News Bulletin 13.05.11


This week we’re all about Cannes, the rebirth of Little Chef and going retro with Heinz Tommie K…

Given we recently featured a blog article about Brand Britain, it seems apt to mention this week’s relaunch of a truly iconic British establishment: Little Chef. Granted, those two words alone are enough to conjure up a plethora of imagery (some good, mostly bad?), but thanks to Venturethree consultancy, the future of the Little Chef is…well, big. Indeed, the little Chef brand has now been totally overhauled, and repositioned as a ‘modern British brand’ which offers pleasant environs, a more appetising menu – and even a takeaway service.  Both the logo and logotype have been updated, and the Little Chef himself (his name is Charlie by the way), now dons new attire.

The annual migration of celebrities to the Côte d’Azur commenced this week…meaning only one thing: the Festival de Cannes has started! To celebrate, purveyors of sophisticated sparkling mineral water, S.Pellegrino, released a limited edition design created by CARTILS. The creative idea behind the bottle is ‘iconic moments of 1960’s Italian cinema’, which we think it does pretty well…whilst the injection of silver into the graphics dials up the premiumness of the product (and prospective audience).

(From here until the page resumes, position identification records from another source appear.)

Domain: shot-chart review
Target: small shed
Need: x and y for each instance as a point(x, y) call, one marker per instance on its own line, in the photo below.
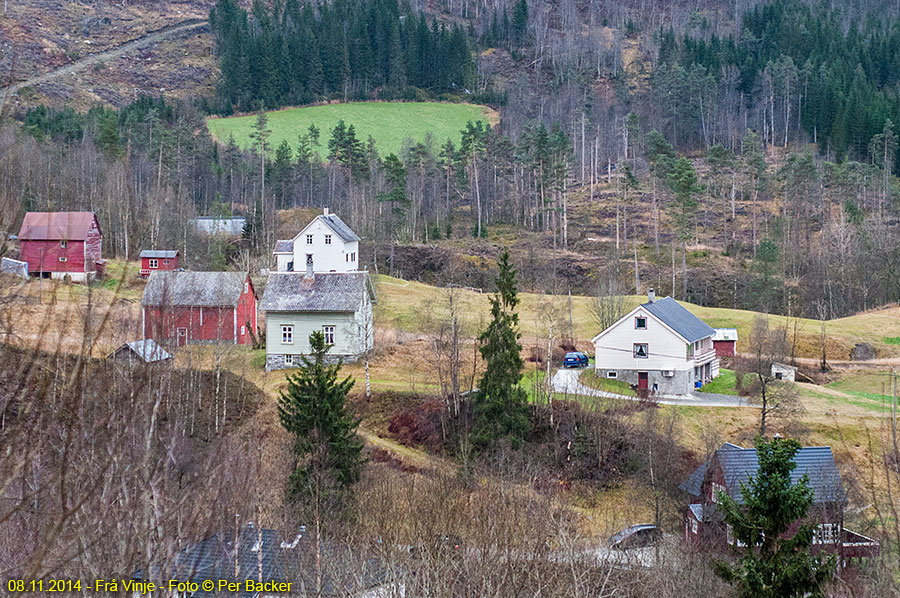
point(158, 259)
point(782, 371)
point(14, 267)
point(725, 342)
point(147, 351)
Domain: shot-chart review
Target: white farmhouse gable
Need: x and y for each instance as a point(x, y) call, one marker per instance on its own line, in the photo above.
point(658, 346)
point(326, 243)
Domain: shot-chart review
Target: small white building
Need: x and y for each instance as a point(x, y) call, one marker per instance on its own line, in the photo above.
point(659, 346)
point(326, 243)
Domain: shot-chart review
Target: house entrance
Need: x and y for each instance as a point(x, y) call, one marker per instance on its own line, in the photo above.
point(643, 379)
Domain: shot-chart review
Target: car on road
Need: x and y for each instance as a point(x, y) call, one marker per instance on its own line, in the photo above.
point(575, 359)
point(635, 536)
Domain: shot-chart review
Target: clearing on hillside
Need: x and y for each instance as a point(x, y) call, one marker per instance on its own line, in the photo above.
point(388, 123)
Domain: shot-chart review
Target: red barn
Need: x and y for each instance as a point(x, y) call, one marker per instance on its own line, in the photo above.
point(60, 244)
point(199, 307)
point(156, 259)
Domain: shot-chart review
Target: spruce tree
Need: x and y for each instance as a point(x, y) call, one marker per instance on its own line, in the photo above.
point(314, 409)
point(500, 408)
point(778, 566)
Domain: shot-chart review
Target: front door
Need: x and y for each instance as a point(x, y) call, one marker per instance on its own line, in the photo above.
point(643, 379)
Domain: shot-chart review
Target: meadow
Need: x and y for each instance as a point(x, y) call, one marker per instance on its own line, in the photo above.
point(388, 123)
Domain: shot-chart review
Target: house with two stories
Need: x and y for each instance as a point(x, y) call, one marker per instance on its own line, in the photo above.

They say that fashion trends always come back around…so we weren’t surprised when Heinz announced this week that it is to package its ketchup in its classic glass bottles for the US market. A vintage packet of tomato seeds inspired the design of this limited edition Tomato Ketchup bottle, which gives a nod to the product’s 135-year history, and also aims to “bring some nostalgia to the summer barbecue season”.


Sainsbury’s is set to launch a new ‘by Sainsbury’s’ range in the biggest-ever own label revamp. The move involves the redesign of over 6,500 products and their packs, with a desired roll-out date for early 2013. Sainsbury’s group commercial director, Mike Coupe, commented on how the chain “aren’t just changing the packaging on the products. All of the new or to be improved products will be benchmarked to be at least as good, if not better, than the category leader.”

And finally, a lesson in how to do style over substance courtesy of luxury goods emporium Selfridges. The use of a simple glass jar harks back to our childhood days of penny sweets and chewing nuts, whilst remaining distinctly Selfridges thanks to yellow caps and crisp tags. The result? Funding your sweet tooth craving just got expensive.